Sorry but it is. Once you have legislation on the statute book it becomes very easy to reinterpret it, alter it, widen its scope, pass secondary legislation and use it for purposes the original proposers could not have imagined.

That is how laws change, how people get caught out, how things that were OK yesterday become illegal today or how penalties for the same offence get increased.

Here’s a recent example: on 22 November this year the transport department issued a press release entitled: “Tough new measures to tackle drink drivers” (new window).

Nowhere in the release did it mention, among other things, that anyone speeding at 100 mph on a motorway would have to take a new, tougher driving test before getting their licence back – nothing to do with drink driving.
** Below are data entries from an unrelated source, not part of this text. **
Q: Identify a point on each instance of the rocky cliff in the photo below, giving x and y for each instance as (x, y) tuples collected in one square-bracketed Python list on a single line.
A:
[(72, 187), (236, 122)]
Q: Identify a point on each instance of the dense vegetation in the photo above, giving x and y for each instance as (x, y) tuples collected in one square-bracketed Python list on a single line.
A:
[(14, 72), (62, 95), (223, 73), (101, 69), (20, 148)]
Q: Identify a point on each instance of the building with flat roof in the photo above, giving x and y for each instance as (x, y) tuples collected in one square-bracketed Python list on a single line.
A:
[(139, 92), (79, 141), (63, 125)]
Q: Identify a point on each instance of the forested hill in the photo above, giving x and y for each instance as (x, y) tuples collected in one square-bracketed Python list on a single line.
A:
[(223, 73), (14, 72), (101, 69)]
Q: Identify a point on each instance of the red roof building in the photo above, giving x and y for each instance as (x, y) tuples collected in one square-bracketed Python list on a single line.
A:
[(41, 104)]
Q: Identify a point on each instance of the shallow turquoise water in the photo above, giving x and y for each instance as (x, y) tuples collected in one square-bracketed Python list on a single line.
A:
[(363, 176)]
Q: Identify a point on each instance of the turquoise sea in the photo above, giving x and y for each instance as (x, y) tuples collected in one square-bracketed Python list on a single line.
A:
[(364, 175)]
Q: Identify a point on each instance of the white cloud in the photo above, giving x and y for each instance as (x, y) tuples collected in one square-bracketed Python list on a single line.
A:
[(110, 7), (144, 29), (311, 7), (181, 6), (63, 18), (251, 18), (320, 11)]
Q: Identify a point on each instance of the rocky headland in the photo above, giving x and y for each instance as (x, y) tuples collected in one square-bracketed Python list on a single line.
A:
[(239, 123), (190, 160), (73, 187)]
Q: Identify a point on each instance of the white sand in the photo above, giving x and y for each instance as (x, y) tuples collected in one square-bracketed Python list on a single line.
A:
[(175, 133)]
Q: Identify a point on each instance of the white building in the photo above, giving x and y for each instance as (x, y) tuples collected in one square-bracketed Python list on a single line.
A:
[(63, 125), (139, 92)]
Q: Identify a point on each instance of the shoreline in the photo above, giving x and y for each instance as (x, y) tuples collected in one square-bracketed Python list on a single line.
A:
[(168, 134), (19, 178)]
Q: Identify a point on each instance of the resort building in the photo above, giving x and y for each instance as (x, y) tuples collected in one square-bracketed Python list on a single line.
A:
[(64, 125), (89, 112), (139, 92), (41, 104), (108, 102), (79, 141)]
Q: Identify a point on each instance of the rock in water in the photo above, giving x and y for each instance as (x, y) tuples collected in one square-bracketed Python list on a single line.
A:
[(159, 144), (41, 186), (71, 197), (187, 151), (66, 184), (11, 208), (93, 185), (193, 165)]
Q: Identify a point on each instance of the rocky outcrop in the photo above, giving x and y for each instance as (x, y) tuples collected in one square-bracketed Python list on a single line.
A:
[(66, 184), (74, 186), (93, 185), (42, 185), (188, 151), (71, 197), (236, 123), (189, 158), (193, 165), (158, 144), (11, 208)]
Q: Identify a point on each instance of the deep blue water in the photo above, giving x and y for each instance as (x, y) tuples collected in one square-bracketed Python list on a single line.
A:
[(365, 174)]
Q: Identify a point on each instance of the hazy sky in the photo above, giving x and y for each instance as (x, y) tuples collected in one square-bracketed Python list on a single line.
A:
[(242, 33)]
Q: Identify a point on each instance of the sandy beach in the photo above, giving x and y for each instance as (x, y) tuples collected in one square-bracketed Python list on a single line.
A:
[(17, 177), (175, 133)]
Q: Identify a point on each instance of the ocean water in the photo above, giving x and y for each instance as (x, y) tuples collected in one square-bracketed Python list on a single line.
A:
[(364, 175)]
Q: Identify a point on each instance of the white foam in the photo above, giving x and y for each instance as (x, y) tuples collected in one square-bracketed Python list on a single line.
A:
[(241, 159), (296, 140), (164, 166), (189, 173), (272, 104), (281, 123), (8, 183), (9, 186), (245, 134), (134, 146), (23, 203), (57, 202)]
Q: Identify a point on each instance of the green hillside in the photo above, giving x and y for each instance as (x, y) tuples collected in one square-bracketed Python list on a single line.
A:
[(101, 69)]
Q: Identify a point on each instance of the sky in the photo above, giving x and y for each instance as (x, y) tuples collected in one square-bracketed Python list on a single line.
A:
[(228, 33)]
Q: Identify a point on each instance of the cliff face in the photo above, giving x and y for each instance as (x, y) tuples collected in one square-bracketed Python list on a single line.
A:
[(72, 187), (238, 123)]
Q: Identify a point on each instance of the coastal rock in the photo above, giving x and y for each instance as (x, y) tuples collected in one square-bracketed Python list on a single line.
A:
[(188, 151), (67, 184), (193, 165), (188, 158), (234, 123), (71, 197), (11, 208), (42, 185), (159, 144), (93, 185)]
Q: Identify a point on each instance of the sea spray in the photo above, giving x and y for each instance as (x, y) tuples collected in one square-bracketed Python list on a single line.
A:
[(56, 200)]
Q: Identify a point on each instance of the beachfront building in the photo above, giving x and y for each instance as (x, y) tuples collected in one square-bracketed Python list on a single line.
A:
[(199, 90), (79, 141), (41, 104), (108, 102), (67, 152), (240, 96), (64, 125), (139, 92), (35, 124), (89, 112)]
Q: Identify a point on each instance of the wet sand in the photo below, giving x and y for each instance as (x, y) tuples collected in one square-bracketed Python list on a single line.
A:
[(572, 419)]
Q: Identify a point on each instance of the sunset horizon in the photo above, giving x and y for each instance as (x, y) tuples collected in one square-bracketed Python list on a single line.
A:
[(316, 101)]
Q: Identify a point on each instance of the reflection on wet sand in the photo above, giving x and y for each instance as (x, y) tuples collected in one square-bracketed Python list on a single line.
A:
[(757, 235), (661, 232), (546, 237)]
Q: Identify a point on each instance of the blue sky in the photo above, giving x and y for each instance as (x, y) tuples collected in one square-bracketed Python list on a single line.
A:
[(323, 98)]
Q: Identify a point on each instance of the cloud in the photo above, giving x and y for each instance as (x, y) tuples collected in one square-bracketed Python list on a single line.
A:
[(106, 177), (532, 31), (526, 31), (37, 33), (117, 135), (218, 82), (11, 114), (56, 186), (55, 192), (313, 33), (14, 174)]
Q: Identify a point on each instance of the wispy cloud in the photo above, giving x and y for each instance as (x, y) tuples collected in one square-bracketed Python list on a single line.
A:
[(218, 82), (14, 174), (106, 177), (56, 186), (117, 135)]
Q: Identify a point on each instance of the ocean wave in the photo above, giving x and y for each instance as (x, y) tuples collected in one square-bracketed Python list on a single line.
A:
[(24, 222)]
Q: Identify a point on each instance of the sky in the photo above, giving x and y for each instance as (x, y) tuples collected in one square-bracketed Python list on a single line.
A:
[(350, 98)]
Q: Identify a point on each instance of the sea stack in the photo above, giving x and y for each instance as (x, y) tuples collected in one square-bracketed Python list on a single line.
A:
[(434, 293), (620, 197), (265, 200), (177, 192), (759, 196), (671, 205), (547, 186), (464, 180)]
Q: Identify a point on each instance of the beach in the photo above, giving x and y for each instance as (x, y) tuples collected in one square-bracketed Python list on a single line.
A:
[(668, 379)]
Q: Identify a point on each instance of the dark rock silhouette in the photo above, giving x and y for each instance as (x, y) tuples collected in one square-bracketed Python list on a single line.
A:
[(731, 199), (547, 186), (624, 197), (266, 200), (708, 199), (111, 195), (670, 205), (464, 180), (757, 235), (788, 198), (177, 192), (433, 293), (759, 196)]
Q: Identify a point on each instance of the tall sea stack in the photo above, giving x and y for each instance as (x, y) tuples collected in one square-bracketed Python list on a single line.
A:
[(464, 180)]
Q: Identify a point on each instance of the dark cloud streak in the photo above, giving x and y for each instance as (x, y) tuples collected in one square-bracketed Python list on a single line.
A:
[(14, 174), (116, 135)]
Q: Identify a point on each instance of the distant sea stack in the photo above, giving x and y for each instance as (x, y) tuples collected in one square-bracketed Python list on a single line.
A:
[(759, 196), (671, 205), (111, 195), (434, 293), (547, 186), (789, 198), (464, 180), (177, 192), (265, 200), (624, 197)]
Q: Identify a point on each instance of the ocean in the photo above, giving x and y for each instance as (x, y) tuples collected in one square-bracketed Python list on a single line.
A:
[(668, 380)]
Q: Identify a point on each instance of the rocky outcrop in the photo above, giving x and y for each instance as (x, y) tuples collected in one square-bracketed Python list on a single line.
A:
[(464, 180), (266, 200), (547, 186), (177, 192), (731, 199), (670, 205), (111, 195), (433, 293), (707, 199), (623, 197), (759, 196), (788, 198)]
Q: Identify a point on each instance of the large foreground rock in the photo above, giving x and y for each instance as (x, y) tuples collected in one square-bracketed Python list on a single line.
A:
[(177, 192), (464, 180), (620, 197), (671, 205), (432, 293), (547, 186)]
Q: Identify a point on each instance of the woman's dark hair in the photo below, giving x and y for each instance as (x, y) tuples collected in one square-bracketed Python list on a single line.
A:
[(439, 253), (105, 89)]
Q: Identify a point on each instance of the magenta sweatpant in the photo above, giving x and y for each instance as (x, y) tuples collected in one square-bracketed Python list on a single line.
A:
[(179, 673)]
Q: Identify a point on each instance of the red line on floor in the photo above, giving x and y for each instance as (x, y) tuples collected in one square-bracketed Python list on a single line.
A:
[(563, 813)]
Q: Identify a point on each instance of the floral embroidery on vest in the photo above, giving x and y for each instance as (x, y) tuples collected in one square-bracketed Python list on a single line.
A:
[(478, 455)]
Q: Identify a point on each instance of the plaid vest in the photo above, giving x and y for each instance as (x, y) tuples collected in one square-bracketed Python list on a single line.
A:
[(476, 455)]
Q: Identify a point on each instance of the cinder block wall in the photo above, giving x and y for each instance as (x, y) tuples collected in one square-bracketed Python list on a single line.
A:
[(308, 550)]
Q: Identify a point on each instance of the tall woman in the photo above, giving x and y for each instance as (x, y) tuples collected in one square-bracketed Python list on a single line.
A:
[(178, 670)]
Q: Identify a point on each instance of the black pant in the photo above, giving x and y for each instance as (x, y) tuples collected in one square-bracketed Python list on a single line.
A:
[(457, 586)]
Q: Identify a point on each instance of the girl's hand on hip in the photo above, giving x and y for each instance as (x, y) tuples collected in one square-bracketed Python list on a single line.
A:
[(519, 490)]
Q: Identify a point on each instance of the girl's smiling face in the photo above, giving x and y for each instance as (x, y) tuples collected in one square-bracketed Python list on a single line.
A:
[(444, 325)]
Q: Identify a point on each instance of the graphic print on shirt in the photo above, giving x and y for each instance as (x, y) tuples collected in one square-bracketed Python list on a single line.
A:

Even accumulated points would require a revised driving test.

If you followed the link to the consultation you discovered it was called: “Enforcement procedures against drink drivers and other offenders”.

And only if you clicked a third time to the actual pdf of the consultation document did you get the subtitle: “Proposed Changes in Legislation for Testing Procedures for Drink and Drug Driving and in Other Transport Sectors and for Remedial Training for Road Traffic Offenders”.

The changes would involve no new legislation as the powers already exist (in sections 34 and 37 of the Road Safety Act 2006, if you’re interested).

So, back to statutory press regulation: It is completely credible to suggest that many years after any initial legislation, the fact that it is on the statute book could allow a future government to alter the existing practice and toughen up the regulation of the press – very easily.

The fact that this has not, yet, happened in Ireland in the few years that there has been a statute-based system is no guarantee of anything.